Chris Klute’s attacking abilities as a left back are the usual focus for any discussion of him, but Klute’s defensive qualities are equally as good.

While his attacking runs down the sideline and the visual effect of his speed and crossing ability are what observers normally notice about Klute, his actual defensive qualities are underrated.

Specifically, Klute is hard to take off the dribble in 1v1 situations because he knows how to strip players of the ball, and he has the instincts and technique to block passes and shots.

Furthermore, the timing of Klute’s tackles is particularly good.

He waits until the moment when he can get the ball before the player, and then he goes in hard to win the ball with a slidetackle without making dangerous contact with the attacker.
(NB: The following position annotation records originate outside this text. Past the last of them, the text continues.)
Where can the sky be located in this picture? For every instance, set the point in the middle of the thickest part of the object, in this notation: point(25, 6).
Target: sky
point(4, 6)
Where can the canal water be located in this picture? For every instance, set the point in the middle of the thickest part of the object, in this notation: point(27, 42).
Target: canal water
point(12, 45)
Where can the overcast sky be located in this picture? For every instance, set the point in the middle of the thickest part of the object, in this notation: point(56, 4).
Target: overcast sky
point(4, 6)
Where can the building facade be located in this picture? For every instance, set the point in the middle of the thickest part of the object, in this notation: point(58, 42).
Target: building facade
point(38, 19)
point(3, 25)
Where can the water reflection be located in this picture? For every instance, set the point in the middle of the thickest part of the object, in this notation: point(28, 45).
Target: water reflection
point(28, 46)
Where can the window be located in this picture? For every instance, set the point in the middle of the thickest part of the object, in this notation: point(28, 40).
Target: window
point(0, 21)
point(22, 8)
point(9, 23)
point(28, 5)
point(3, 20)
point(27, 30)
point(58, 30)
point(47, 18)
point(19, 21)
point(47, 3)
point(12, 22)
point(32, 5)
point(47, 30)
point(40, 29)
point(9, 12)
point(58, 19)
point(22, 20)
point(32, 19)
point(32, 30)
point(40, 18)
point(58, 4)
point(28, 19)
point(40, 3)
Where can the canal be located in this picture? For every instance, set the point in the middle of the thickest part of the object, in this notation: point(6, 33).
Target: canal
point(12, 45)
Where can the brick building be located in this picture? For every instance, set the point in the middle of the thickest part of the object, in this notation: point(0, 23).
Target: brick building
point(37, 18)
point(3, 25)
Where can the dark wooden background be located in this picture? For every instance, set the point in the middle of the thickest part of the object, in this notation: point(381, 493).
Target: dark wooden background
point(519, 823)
Klute is hard to beat with 1v1 dribbling skills from a standstill, and he is hard to get past using speed because, if a player gets past him, he simply chases the player down and cleanly dispossesses them with a slidetackle or by taking the ball off their feet or out of the air.

Any American left back who is as fast and defensively-sound as Klute, and who has the skill and technique to dribble and pass out of the back with both feet has to be seriously considered for the USMNT.
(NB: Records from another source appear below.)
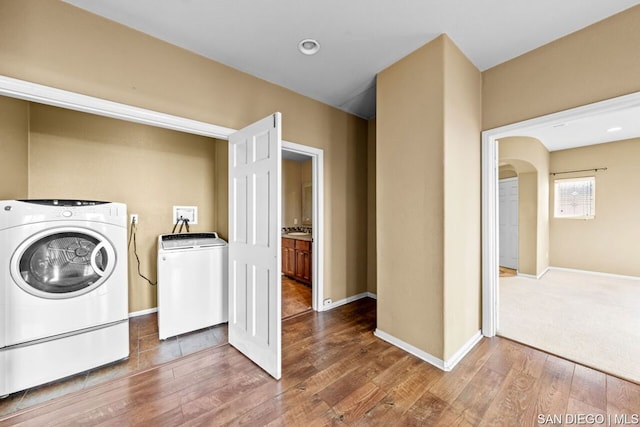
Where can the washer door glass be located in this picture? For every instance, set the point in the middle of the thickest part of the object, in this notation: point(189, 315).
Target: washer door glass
point(65, 264)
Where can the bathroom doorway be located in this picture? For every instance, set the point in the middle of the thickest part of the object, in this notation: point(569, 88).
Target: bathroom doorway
point(301, 229)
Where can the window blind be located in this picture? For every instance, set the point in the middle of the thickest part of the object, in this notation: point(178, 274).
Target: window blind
point(575, 198)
If Klute is in a situation where there isn’t the time or the space to dribble or pass out of trouble, he knows when to simply clear balls out of bounds or downfield.

There is more to defending than knowing when to clear balls out and when to pass or dribble out of the back; there is also the skill of tackling attackers without fouling them or without being cautioned.
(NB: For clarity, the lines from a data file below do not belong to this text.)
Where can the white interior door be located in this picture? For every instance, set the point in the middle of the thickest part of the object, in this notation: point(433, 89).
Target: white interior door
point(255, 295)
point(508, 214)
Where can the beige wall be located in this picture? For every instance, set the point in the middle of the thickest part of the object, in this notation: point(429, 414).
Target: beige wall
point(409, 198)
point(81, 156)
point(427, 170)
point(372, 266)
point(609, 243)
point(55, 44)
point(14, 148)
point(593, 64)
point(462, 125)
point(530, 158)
The United States doesn’t have another left back option who brings all of these qualities to the national team, and the exclusion of Chris Klute from the roster again by Jürgen Klinsmann, even to be used as a substitute, shows Klinsmann’s unwillingness to consider using new talent in vital games, even when it is necessary.

While Klinsmann does call up Fabian Johnson, Klinsmann has stated that he views Fabian Johnson as a left winger.

Calling up Johnson and Klute would have made sense because it would have provided Klinsmann with a more experienced option and a new and talented option.

Improvement for the USMNT will require risk and change, but Klinsmann’s changes are mostly biased toward the selection of dual-citizens over talented American players who grew up in the United States.

Furthermore, many of the players who are selected by Klinsmann are played out of position and clearly less-talented than other options at Klinsmann’s disposal, and using Brad Evans and Michael Parkhurst at right back over Eric Lichaj, Jonathan Spector, DeAndre Yedlin, and Andrew Farrell is the obvious example of this tendency.

The friendly against Bosnia and Herzegovina would have been the perfect time for Klinsmann to evaluate Chris Klute with the national team, but Klinsmann chose to waste more time before evaluating the player who is likely the best American left back.

Now, Jürgen Klinsmann has selected a USMNT roster where his best left back, Fabian Johnson, is going to be deployed as a wing, but the starting left back is going to be DaMarcus Beasley who has been played at left back instead of using any of the natural outside backs at Klinsmann’s disposal.

The point of using Chris Klute against Bosnia and Herzegovina would have been to get him ready to play left back against Costa Rica and Mexico, but now Klinsmann is going to be using a makeshift defensive back four again.